For large or approximately low-rank genomic matrices, it can be useful to
benchmark solver = "exact" against solver = "lobpcg" on a representative
subset, such as chromosome 22, before tuning accuracy-related parameters.
For slide_imp(), this may include window_size and overlap_size.
The default threshold = 1e-6 is conservative.

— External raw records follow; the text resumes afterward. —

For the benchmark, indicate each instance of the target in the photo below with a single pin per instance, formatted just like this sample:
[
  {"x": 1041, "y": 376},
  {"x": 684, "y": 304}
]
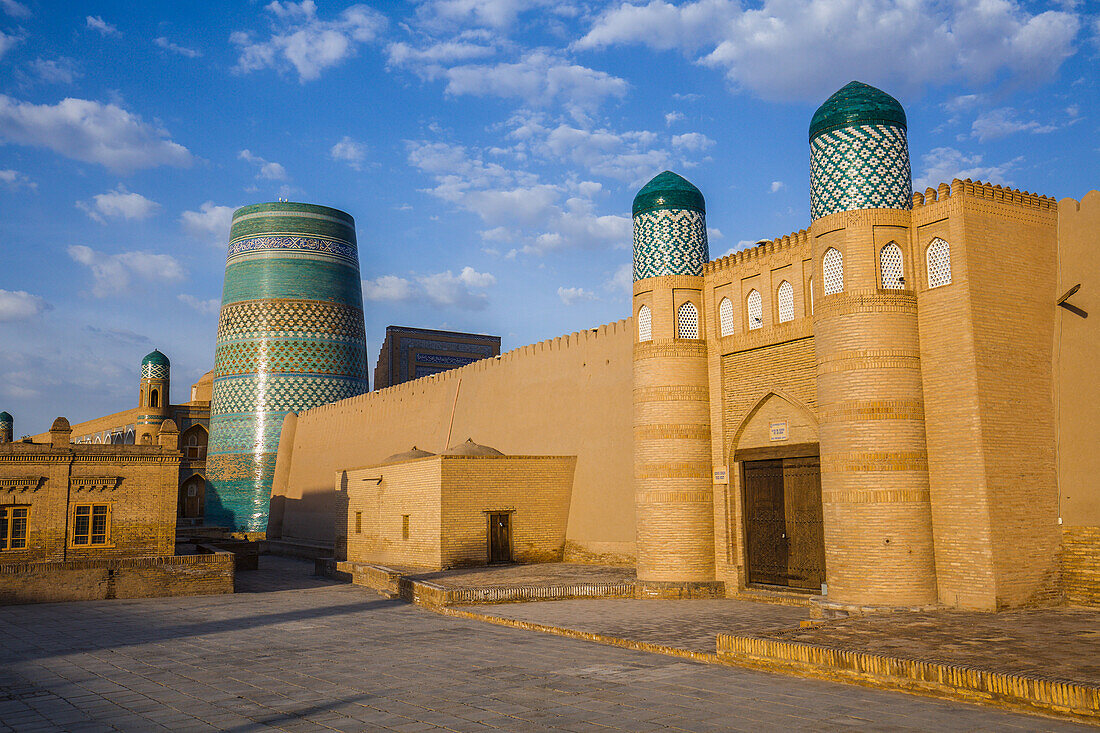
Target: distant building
[{"x": 409, "y": 353}]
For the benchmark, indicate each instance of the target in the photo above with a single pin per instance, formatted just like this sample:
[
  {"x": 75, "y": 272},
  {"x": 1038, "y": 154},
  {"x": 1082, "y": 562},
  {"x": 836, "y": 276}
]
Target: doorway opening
[{"x": 784, "y": 538}]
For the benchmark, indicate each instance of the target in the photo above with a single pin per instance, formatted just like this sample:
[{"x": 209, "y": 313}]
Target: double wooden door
[{"x": 783, "y": 534}]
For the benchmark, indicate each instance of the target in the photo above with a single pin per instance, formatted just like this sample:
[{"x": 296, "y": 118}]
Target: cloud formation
[
  {"x": 112, "y": 274},
  {"x": 20, "y": 305},
  {"x": 900, "y": 44},
  {"x": 300, "y": 40},
  {"x": 91, "y": 132},
  {"x": 119, "y": 204}
]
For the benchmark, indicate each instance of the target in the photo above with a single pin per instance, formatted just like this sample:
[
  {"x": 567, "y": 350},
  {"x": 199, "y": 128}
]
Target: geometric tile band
[
  {"x": 669, "y": 242},
  {"x": 862, "y": 166}
]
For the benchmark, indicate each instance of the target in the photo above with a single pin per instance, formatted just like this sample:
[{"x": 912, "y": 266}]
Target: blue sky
[{"x": 487, "y": 149}]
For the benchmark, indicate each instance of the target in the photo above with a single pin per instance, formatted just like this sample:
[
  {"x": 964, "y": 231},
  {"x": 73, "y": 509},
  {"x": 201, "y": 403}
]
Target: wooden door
[{"x": 499, "y": 537}]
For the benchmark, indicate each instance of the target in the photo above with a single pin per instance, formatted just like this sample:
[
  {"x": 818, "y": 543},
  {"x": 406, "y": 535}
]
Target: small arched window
[
  {"x": 833, "y": 271},
  {"x": 891, "y": 267},
  {"x": 755, "y": 304},
  {"x": 688, "y": 321},
  {"x": 785, "y": 299},
  {"x": 726, "y": 316},
  {"x": 645, "y": 324},
  {"x": 939, "y": 263}
]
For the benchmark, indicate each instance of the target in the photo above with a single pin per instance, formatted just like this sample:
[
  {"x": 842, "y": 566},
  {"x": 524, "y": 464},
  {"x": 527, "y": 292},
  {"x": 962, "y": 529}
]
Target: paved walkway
[{"x": 296, "y": 653}]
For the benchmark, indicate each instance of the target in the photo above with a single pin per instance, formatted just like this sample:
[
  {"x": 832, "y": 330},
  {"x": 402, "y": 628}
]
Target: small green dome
[
  {"x": 857, "y": 102},
  {"x": 668, "y": 190},
  {"x": 155, "y": 358}
]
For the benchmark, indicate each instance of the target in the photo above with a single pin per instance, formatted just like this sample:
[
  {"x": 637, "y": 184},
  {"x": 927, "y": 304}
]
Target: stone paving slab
[{"x": 296, "y": 653}]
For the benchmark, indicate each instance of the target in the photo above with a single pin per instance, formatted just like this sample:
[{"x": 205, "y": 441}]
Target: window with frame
[
  {"x": 13, "y": 527},
  {"x": 939, "y": 263},
  {"x": 755, "y": 304},
  {"x": 91, "y": 525},
  {"x": 833, "y": 272},
  {"x": 645, "y": 324},
  {"x": 785, "y": 299},
  {"x": 726, "y": 316},
  {"x": 688, "y": 321}
]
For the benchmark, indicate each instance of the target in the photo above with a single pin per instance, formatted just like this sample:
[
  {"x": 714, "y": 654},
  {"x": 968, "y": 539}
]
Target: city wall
[{"x": 567, "y": 396}]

In many genomic datasets,
threshold = 1e-5 can be faster while giving very similar imputed values.
Check this on a representative subset before using the relaxed threshold in a
full analysis.
See the pkgdown article Speeding up PCA imputation for a full workflow.
Examples
set.seed(1234)
to_test <- sim_mat(10, 20, perc_total_na = 0.05, perc_col_na = 1)
obj <- to_test$input
group <- to_test$col_group
head(group)
#> feature group
#> 1 feature1 group2
#> 2 feature2 group1
#> 3 feature3 group1
#> 4 feature4 group2
#> 5 feature5 group1
#> 6 feature6 group1
# Simple grouped K-NN imputation
results <- group_imp(obj, group = group, k = 2, .progress = FALSE)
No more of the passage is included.